Wednesday, April 13, 2016

Dark matter might connect galaxies through wormholes

Tl;dr: A new paper shows that one of the most popular types of dark matter – the axion – could make wormholes possible if strong electromagnetic fields, like those found around supermassive black holes, are present. Unclear remains how such wormholes would be formed and whether they would be stable.
Wormhole dress.
Source: Shenova.

Wouldn’t you sometimes like to vanish into a hole and crawl out in another galaxy? It might not be as impossible as it seems. General relativity has long been known to allow for “wormholes” that are short connections between seemingly very distant places. Unfortunately, these wormholes are unstable and cannot be traversed unless filled by “exotic matter,” which must have negative energy density to keep the hole from closing. And no matter that we have ever seen has this property.

The universe, however, contains a lot of matter that we have never seen, which might give you hope. We observe this “dark matter” only through its gravitational pull, but this is enough to tell that it behaves pretty much like regular matter. Dark matter too is thus not exotic enough to help with stabilizing wormholes. Or so we thought.

In a recent paper, Konstantinos Dimopoulos from the “Consortium for Fundamental Physics” at Lancaster University points out that dark matter might be able to mimic the behavior of exotic matter when caught in strong electromagnetic fields:
    Active galaxies may harbour wormholes if dark matter is axionic
    By Konstantinos Dimopoulos
    arXiv:1603.04671 [astro-ph.HE]
Axions are one of the most popular candidates for dark matter. The particles themselves are very light, but they form a condensate in the early universe that should still be around today, giving rise to the observed dark matter distribution. Like all other dark matter candidates, axions have been searched for but so far not been detected.

In his paper, Dimopoulos points out that, due to their peculiar coupling to electromagnetic fields, axions can acquire an apparent mass which makes a negative contribution to their energy. This effect isn’t so unusual – it is similar to the way that fermions obtain masses by coupling to the Higgs or that scalar fields can obtain effective masses by coupling to electromagnetic fields. In other words, it’s not totally unheard of.

Dimopoulos then estimates how strong an electromagnetic field is necessary to turn axions into exotic matter and finds that around supermassive black holes the conditions would just be right. Hence, he concludes, axionic dark matter might keep wormholes open and traversable.

In his present work, Dimopoulos has however not done a fully relativistic computation. He considers the axions in the background of the black hole, but not the coupled solution of axions plus black hole. The analysis so far also does not check whether the wormhole would indeed be stable, or if it would instead blow off the matter that is supposed to stabilize it. And finally, it leaves open the question how the wormhole would form. It is one thing to discuss configurations that are mathematically possible, but it’s another thing entirely to demonstrate that they can actually come into being in our universe.

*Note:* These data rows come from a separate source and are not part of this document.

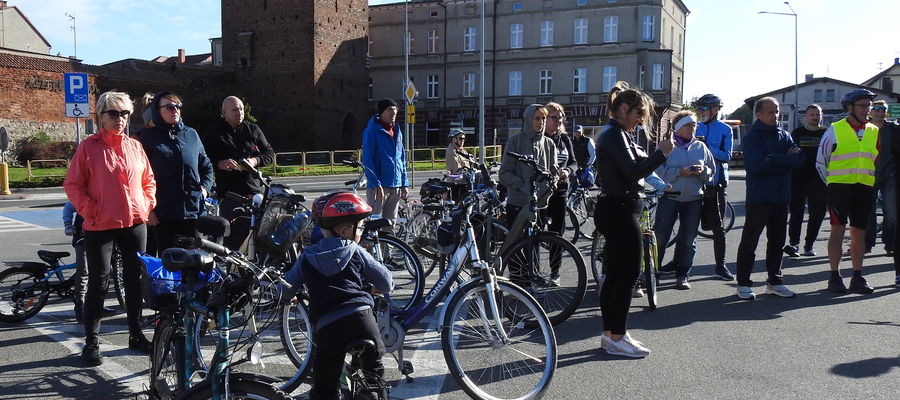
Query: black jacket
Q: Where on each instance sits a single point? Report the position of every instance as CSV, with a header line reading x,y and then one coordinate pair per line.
x,y
180,166
622,164
246,141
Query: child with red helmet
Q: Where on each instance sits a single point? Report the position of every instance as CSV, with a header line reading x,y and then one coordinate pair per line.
x,y
335,270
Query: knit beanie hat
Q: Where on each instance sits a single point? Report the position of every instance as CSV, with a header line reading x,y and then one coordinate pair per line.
x,y
383,104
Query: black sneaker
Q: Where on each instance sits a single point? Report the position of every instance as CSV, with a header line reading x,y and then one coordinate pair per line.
x,y
91,355
139,343
859,285
791,250
836,285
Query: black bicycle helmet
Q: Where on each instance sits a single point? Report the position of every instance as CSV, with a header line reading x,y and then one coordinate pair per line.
x,y
710,100
856,94
339,207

So it’s an interesting idea, but it will take a little more to convince me that this is possible.

And in case you warmed up to the idea of getting out of this galaxy, let me remind you that the closest supermassive black hole is still 26,000 light years away.

Note added: As mentioned by a commenter (see below) the argument in the paper might be incorrect. I asked the author for comment, but no reply so far.
Another note: The author says he has revised and replaced the paper, and that the conclusions are not affected.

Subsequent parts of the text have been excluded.